フォレスター・リサーチのジョージ・コロニーがパリで開催された「Le Web」カンファレンスで賛否両論を巻き起こすスピーチを行いました。

下の動画が問題のスピーチです。

以下、抄訳しておきます。

ソーシャルを巡って3つの嵐がおこっている。

1番目の嵐:「Webの死」

P プロセッサーの処理能力は18カ月で2倍になる
S ストレージの容量は12カ月で2倍になる
N ネットワークの処理能力はそれほど伸びていない

だからグーグルのデータセンターのようなネットワークの中心がパワフルになる。
それと同時にiPadなどの周辺のデバイスもパワフルになる。

この余剰リソースを上手く利用するにはアプリ・インターネット(App Internet)モデルを実行するしかない。

一例としてギルト(Gilt)の顧客はWebエクスペリエンスではなくアプリのエクスペリエンスを求めている。なぜならその方が消費者の満足度が高いからだ。

Web=インターネットではない。アプリ・インターネットはWebを駆逐する。

今はアップルだけがアプリ・インターネットのエコシステムで良い位置に付けている。しかしダークホースとしてマイクロソフトが復活する可能性は捨てきれない。なぜならX-boxに代表されるアプリ・インターネット向けの社内リソースをマイクロソフトは持っているからだ。

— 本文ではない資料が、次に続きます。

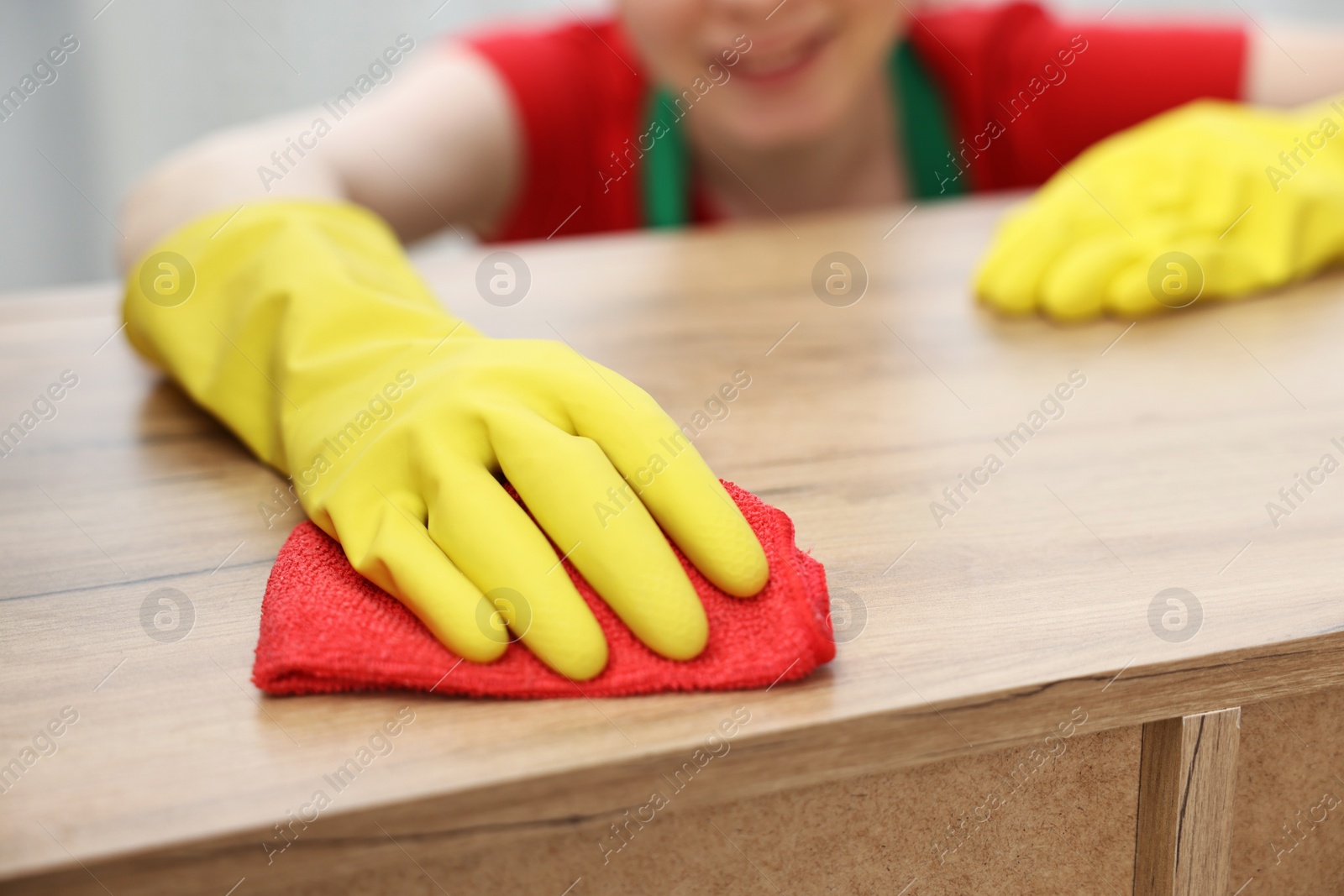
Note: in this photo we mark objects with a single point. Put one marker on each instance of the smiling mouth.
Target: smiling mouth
(776, 66)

アプリ・インターネットで成功出来る企業として先ずアップルが挙げられるが同社は消費者に高い料金を吹っかけ過ぎている。

グーグルはアンドロイドでアプリ・インターネットのエコシステムに参入した。

アマゾンはシルクやキンドル・ファイアでアプリ・インターネットの世界に参入した。

マイクロソフトは「8」と「X-box」で参入できるかもしれない。

2番目の嵐:「ソーシャルの飽和」

ソーシャルは消費者の時間が足らなくなっている。

普及率が高まり、消費者の時間がだんだん無くなるに従って、ただの暇つぶしのようなサービスは成長できなくなる。例えばフォースクエアはナンセンス。

ポスト・ソーシャル時代に入るとソーシャル・バブルが弾ける。その場合、ソーシャル・アプリが速く、なおかつ時間当たりバリューが高く、ユーザーの時間を無駄にしないサービスだけが生き残る。

3番目の嵐:「企業向けソーシャル」

72%の企業はソーシャルを採用したがっている。なぜなら顧客との交流、顧客の満足度、チームのコラボレーションなどがソーシャルを通じて改善するからだ。